The consequences of drought-induced fossil fuel generation extend beyond state borders. When Northwestern states, which typically export electricity, face hydropower shortages, neighboring regions are also impacted. To compensate for the shortage, fossil fuel power plants in California and the Southwest are activated. This interconnectedness of energy systems means that climate shocks in one area can have severe consequences for other geographic regions. It is not simply a local issue; it is a widespread problem.

While the study primarily focuses on the American West, it serves as a wakeup call for countries worldwide that heavily rely on hydropower. As climate change increases the risk of drought, these regions face an increasing threat.
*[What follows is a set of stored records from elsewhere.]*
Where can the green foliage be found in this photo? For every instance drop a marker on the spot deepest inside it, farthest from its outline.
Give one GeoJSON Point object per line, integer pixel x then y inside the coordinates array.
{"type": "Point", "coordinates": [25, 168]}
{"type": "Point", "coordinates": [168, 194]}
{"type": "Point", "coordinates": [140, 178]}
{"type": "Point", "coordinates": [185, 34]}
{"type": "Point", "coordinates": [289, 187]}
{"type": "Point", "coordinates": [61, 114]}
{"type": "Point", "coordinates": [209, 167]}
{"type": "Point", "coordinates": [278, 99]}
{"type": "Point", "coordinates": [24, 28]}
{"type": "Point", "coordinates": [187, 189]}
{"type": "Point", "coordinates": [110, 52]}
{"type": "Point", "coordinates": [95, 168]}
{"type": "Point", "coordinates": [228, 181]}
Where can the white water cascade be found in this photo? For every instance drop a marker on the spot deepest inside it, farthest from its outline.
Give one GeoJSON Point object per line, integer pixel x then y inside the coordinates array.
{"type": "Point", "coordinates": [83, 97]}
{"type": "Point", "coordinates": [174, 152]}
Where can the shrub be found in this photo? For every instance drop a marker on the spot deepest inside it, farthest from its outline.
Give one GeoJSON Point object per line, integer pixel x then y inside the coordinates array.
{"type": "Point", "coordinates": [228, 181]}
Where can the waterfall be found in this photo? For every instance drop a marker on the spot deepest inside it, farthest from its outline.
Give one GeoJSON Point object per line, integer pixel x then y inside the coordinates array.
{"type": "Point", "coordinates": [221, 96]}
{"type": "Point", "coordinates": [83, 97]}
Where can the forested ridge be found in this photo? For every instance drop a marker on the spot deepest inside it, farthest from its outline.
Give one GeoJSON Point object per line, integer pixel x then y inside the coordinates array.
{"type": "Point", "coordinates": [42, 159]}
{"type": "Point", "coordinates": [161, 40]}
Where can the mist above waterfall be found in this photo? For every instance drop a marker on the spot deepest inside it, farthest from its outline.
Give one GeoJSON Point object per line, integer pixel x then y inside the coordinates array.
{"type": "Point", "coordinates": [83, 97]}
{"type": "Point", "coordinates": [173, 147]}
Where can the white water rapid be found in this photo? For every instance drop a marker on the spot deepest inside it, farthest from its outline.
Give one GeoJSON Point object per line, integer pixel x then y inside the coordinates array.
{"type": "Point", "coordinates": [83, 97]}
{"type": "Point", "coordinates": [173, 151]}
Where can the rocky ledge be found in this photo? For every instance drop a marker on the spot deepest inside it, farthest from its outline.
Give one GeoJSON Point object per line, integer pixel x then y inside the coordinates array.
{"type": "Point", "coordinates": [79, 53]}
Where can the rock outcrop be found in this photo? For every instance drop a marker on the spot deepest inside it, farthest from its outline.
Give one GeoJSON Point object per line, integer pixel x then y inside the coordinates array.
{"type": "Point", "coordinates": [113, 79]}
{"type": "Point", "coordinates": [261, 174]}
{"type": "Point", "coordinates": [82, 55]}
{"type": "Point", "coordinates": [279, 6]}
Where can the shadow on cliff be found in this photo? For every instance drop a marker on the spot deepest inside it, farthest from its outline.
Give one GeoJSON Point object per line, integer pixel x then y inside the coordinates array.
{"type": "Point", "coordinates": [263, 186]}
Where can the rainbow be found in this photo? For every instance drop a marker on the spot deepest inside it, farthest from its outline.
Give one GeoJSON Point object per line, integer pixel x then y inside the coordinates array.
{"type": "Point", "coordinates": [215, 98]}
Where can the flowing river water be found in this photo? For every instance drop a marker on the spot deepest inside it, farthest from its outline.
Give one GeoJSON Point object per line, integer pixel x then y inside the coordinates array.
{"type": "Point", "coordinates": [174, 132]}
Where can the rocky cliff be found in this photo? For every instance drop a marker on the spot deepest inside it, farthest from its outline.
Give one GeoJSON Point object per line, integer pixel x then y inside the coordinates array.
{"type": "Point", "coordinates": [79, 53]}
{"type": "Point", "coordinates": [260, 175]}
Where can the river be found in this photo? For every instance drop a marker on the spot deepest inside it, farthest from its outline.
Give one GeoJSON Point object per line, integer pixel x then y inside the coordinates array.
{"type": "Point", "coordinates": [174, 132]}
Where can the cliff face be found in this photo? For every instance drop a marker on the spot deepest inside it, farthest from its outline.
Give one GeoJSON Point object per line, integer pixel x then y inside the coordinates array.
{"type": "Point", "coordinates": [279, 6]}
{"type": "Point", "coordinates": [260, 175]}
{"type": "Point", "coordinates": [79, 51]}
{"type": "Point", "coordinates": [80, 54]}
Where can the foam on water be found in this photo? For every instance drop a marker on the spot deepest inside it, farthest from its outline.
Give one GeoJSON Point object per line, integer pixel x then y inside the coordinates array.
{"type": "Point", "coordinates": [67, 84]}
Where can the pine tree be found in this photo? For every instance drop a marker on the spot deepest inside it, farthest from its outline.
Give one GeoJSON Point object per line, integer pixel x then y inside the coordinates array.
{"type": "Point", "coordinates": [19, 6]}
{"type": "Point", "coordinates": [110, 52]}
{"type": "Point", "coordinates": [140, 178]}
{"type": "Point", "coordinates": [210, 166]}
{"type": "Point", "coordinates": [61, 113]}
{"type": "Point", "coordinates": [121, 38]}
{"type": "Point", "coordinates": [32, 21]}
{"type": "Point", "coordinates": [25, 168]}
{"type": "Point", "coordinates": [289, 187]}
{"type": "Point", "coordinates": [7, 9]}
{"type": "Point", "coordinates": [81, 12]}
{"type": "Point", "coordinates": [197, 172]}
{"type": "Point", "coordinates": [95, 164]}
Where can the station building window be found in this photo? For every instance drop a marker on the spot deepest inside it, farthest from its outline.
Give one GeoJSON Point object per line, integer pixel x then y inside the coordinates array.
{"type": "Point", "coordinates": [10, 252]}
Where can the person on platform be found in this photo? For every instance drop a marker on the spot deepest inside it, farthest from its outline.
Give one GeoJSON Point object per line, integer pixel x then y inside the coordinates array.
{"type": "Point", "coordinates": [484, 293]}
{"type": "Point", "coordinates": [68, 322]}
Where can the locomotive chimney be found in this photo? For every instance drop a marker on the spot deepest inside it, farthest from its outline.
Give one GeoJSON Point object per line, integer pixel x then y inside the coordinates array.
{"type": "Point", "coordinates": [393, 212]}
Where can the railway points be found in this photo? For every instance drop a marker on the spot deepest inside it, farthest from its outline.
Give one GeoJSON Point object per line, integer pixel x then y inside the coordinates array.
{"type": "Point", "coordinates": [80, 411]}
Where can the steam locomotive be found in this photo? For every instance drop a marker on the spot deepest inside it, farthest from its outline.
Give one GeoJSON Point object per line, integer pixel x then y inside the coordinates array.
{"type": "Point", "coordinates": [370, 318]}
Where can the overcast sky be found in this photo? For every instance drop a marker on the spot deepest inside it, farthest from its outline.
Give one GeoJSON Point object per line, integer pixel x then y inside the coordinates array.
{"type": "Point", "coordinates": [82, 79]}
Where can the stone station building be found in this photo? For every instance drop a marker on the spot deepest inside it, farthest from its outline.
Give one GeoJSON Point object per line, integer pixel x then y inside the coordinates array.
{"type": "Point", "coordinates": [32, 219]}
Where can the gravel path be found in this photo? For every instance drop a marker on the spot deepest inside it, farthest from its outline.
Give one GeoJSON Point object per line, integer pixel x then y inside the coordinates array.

The study warns that in areas where high-emitting coal-fired power plants serve as a substitute for lost hydropower, the economic and health damages resulting from deteriorated air quality and greenhouse gas emissions will be even higher than in the U.S. Western states, where natural gas is often used as an alternative.

The study’s calculations of damages are based on widely accepted estimates for the costs of carbon and methane emissions, as well as the statistical value of a human life. For states heavily reliant on hydropower, such as Washington, California, and Oregon, the research indicates that drought-induced shifts in the energy supply could account for up to 40% of all greenhouse gas emissions from electricity during drought years, even with the increasing adoption of renewable energy sources like solar, wind, and battery storage. This highlights the urgent need for these states to pursue additional initiatives in order to achieve their net-zero emission goals, as more frequent droughts make it increasingly challenging for the electricity sector to fully decarbonize.

The study underscores the importance of expanding renewable energy sources and improving energy storage to minimize reliance on fossil fuels. By reducing emissions, we can limit future warming and mitigate the associated risks of drought. Addressing the impact of drought on energy generation and climate change is imperative to mitigate its adverse effects on the environment, public health, and the economy. It is time to take action and prioritize investments in sustainable, clean energy solutions to secure a better future for ourselves and future generations.